What is brave about being sick? You can’t not do it, and quite frankly complaining or being bitter about it can only be a miserable way to handle it. There are also times I didn’t want to be brave. Times I wanted to scream and shout but felt I shouldn’t because that’s how I was being assessed and evaluated by everyone. I suppose it is sweet they say that but I never understood it.

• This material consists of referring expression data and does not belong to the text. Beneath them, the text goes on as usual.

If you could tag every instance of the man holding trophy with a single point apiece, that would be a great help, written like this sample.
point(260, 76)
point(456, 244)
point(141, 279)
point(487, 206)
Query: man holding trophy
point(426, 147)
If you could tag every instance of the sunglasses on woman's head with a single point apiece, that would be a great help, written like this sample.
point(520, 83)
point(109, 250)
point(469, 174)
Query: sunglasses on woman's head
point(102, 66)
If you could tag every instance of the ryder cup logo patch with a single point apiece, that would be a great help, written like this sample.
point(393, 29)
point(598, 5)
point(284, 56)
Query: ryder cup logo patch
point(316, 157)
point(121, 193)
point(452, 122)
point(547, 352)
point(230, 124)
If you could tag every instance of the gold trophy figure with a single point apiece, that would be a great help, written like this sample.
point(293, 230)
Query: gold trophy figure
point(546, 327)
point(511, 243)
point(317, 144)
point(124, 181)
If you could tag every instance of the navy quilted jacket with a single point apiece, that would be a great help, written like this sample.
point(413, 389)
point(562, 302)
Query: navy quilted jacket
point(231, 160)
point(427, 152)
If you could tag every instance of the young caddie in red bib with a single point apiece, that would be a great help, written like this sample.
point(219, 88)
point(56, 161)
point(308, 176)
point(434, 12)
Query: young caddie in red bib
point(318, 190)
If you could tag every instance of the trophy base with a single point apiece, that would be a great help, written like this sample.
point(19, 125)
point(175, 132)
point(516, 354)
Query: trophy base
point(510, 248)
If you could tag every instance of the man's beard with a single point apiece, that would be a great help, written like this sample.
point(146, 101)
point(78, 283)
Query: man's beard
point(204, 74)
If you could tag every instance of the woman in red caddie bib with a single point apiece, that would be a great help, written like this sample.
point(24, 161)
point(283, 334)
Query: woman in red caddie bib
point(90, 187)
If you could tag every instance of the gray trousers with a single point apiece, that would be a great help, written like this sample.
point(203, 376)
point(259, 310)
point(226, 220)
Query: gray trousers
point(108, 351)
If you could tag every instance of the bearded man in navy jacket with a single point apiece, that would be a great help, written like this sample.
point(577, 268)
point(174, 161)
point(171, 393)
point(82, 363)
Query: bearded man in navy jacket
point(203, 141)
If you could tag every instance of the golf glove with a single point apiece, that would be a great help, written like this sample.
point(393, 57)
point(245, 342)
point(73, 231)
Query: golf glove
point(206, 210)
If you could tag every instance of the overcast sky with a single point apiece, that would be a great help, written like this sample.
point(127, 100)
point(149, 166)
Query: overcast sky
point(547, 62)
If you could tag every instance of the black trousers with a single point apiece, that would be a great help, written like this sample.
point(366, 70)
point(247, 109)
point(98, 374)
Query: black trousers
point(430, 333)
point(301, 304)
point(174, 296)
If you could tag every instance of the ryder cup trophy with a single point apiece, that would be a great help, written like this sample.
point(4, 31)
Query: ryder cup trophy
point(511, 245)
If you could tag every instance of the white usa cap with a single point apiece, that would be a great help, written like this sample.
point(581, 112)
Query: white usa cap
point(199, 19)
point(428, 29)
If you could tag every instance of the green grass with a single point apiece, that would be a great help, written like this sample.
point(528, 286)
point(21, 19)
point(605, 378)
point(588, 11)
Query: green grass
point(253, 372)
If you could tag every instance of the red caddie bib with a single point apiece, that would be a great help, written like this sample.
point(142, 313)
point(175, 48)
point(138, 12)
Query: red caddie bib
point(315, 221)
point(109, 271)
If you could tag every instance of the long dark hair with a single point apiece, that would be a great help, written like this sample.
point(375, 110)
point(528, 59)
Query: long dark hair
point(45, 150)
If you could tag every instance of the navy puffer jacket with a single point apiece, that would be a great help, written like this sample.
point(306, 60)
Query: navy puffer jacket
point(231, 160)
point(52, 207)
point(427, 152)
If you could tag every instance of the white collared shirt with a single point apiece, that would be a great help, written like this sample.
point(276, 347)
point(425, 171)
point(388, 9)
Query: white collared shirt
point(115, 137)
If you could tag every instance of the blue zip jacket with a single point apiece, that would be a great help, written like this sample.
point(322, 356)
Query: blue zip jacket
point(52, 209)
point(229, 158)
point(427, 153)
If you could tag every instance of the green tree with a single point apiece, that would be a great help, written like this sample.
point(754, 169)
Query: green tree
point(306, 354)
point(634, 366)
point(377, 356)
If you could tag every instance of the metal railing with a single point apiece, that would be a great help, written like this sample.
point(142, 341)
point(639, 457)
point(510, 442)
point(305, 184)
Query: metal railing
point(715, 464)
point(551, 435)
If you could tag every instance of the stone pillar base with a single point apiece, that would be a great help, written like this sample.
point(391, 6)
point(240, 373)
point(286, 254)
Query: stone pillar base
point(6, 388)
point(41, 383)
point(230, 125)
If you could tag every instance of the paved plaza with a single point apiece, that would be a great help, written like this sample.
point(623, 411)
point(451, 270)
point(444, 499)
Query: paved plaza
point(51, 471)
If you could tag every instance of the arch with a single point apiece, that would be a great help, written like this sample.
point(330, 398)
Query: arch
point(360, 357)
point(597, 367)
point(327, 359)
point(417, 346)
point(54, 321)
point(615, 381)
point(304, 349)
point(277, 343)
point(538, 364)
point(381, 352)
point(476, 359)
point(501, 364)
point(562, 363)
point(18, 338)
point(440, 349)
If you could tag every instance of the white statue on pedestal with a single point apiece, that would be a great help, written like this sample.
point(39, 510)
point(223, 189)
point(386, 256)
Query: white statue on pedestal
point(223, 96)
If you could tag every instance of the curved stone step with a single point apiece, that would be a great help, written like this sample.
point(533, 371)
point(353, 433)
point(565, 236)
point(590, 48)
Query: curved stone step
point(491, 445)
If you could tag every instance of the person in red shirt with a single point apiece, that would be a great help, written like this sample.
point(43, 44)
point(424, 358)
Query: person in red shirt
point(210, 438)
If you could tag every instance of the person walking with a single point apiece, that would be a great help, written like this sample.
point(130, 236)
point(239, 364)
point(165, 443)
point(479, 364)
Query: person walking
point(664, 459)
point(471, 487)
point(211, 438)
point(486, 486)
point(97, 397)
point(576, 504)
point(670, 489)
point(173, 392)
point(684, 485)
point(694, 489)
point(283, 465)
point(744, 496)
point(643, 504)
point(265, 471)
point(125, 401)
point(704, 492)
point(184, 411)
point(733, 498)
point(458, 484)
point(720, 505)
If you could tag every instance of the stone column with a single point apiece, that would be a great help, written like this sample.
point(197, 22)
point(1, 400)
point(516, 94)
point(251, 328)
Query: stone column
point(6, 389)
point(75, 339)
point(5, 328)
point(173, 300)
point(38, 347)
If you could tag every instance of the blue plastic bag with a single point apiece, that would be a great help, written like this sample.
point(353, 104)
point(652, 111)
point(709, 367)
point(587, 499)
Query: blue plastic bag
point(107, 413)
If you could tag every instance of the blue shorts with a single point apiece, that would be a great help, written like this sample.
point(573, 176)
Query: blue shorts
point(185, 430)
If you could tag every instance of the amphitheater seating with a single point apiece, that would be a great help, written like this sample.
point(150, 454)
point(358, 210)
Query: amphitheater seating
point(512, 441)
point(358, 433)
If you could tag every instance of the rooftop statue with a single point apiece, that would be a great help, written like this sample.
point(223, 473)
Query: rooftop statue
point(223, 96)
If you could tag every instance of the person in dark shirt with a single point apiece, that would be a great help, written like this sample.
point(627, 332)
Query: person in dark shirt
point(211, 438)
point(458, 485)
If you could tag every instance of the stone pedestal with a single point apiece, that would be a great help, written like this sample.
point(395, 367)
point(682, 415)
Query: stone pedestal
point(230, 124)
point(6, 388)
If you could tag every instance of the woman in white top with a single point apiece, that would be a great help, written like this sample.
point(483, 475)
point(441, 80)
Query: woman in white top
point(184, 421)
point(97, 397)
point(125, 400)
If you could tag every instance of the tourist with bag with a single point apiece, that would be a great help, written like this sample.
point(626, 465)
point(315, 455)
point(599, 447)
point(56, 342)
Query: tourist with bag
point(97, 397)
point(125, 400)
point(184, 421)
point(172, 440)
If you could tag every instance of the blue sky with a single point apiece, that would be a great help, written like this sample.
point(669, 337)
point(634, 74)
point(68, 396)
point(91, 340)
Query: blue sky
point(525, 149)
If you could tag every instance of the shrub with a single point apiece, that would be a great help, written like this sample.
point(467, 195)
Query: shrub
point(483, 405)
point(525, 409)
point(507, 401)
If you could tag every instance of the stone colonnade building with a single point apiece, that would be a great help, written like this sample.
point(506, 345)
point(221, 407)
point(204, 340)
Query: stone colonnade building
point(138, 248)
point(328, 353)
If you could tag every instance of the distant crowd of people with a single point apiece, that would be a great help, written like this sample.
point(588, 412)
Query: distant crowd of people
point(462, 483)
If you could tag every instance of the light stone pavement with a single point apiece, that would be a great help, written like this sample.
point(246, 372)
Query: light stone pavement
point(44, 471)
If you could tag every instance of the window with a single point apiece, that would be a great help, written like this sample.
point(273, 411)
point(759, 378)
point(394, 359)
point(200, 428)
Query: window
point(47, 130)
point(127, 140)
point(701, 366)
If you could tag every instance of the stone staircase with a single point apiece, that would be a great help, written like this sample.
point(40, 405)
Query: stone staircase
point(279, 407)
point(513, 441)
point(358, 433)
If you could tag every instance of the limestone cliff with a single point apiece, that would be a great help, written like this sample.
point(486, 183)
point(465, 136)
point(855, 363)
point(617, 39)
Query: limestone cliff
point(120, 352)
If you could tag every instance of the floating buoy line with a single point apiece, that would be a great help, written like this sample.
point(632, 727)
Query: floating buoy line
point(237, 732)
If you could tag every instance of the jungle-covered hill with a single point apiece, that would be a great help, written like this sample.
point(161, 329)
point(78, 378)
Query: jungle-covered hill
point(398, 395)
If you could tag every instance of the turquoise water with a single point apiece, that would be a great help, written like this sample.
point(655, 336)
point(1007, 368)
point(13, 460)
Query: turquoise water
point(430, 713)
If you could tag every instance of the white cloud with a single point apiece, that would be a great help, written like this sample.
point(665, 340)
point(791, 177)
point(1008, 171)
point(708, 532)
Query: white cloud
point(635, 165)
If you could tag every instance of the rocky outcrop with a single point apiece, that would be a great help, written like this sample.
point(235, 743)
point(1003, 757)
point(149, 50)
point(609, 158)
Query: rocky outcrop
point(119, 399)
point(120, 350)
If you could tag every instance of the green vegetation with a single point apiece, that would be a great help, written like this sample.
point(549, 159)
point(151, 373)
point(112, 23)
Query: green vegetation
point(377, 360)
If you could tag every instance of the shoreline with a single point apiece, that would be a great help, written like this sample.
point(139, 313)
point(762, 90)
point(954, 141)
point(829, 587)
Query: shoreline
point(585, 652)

The only time other people really upset me is when we were engaged, when one of my husband’s friends suggested that he shouldn’t marry me because of my “bad genes” and what about our future kids? It made me feel humiliated, angry and faulty. But after 11 years of marriage and two lovely healthy kids, about 15 major surgeries and a lifetime of stares, I have come to realize that I don’t really care.
It is a cliché, but I really am proud of my scars. I am proud that I fought and won. I am lucky that all I have had to endure is pain: when friends have had life threatening illnesses, abuse, blindness and loss. I have never had a “why me” and have a genuine appreciation as to the amazing life that I have had so far. I live my life taking on every challenge (whilst being afraid but doing it anyway) and I think I owe that to starting out life a bit harder than some, with parents that never treated me differently from my siblings.
In sickness, as in life, you can only worry about yourself and what you contribute to this world.
Life is too short to worry about everyone else.
*names have been changed for confidentiality reasons.